Katy Livingston

Medal record

Women's modern pentathlon

Representing Great Britain

World Championships

World Cup

European Championships

= Katy Livingston =

British modern pentathlete

Katy Livingston (born 10 January 1984 in Guisborough, England) is a British modern pentathlete who has competed at the Olympic Games.

==Early life==
Whilst at school she was a member of the running club, New Marske Harriers and swimming club, Saltburn and Marske, and played netball at a county level for Cleveland. Livingston trains at the University of Bath, where she completed a degree in Coach Education and Sports Development. She is a supporter of Sheffield Wednesday football club, and says that her earliest memory of major sporting event is going with her father to watch one of their matches.

==Career==
Between 2003 and 2005 Livingston competed at three World Junior Championships, winning team gold medals in 2003, in Athens, and 2005, in Moscow and relay silver medals in 2003 and 2004. She also won team silver at the 2004 European Junior Championships.

In May 2007 she won a silver at the Moscow senior World Cup event. In June at the European Championships in Riga she finished 6th in the individual event, qualifying her for the 2008 Olympics. She also won a silver medal in the team event, with Georgina Harland and Mhairi Spence, and gold in the team relay event, with Harland and Heather Fell.

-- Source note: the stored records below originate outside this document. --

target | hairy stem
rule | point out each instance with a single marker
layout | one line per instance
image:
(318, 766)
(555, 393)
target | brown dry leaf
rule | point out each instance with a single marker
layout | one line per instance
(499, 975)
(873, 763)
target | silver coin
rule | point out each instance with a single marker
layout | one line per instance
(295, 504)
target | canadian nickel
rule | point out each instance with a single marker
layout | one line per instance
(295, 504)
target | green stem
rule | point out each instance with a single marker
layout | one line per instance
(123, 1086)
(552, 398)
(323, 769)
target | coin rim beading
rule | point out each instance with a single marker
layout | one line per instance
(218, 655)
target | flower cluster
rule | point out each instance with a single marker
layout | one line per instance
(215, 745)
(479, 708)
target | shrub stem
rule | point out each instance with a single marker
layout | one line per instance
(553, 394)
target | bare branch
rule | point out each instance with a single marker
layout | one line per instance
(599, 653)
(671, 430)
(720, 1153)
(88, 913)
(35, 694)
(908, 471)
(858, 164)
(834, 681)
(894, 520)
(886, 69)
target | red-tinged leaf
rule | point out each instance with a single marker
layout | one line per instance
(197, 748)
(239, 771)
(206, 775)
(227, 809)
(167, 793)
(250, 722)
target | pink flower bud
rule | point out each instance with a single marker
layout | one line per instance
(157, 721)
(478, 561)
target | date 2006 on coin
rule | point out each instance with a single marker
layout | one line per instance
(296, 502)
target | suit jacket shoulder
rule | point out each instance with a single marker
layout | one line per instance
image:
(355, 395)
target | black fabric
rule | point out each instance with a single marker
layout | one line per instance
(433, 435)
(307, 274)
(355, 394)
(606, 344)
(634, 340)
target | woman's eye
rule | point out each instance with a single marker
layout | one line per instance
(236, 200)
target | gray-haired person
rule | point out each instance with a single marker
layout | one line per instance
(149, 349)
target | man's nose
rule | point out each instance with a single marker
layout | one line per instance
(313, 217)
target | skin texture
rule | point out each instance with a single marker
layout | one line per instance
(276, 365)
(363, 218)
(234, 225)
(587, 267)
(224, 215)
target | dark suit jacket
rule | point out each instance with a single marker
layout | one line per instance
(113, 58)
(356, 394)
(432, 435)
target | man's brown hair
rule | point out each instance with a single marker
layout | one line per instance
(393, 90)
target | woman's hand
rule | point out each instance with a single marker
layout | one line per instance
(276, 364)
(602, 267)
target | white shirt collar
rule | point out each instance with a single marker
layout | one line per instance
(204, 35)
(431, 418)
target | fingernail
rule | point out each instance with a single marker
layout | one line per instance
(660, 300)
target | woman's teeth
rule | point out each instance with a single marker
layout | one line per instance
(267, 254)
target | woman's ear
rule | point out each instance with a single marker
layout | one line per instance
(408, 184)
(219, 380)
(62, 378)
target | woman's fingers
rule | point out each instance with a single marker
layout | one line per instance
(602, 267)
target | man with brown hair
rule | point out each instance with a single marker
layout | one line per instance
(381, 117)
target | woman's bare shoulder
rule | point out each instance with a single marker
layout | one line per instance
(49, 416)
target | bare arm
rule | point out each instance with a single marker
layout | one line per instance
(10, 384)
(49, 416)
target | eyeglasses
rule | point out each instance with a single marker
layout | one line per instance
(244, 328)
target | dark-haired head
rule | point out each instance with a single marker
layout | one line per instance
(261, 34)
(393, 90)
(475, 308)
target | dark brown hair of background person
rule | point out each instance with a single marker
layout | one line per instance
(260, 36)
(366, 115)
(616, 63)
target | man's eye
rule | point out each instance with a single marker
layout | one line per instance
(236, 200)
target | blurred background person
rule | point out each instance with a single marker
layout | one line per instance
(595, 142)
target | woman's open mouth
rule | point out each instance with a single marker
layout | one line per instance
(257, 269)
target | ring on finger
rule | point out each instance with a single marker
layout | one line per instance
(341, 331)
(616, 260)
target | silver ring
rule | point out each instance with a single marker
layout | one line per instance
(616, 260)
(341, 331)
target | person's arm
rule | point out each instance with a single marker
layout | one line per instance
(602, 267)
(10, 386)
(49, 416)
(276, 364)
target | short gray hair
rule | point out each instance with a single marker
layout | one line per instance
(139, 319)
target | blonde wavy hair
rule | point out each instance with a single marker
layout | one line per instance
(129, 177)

These performances led to her being named the British Olympic Association’s modern pentathlon Olympic athlete of the year for 2007. However at the 2007 World Championships, in Berlin, she twice fell from her horse in the equestrian discipline, dropping from first to last place overall.

In 2008, she won a gold medal in February's World Cup event in Cairo and went to the World Championships, held in June in Budapest, winning the individual bronze medal.

At the 2008 Summer Olympics, in Beijing, Livingston finished 7th overall in the women's individual event. In the first discipline, the air pistol shooting, she scored 178 out of a possible 200, this corresponded to 1072 points and 17th place. Results of 808 points in the fencing, 1282 points in the freestyle swimming, and 1172 points in the equestrian followed, leaving her in 9th position heading into the 3000 m run. Livingston completed the run in 10 minutes 29.47, a time worth 1204 points, giving her a final total of 5548 points.

==Other work==
In December 2011, Livingstone was one of 12 British female sporting celebrities who posed for Clara Maidment a charity calendar in aid of Wellbeing of Women, in the lingerie of Nichole de Carle, wearing jewellery by Salima Hughes and Coster Diamonds.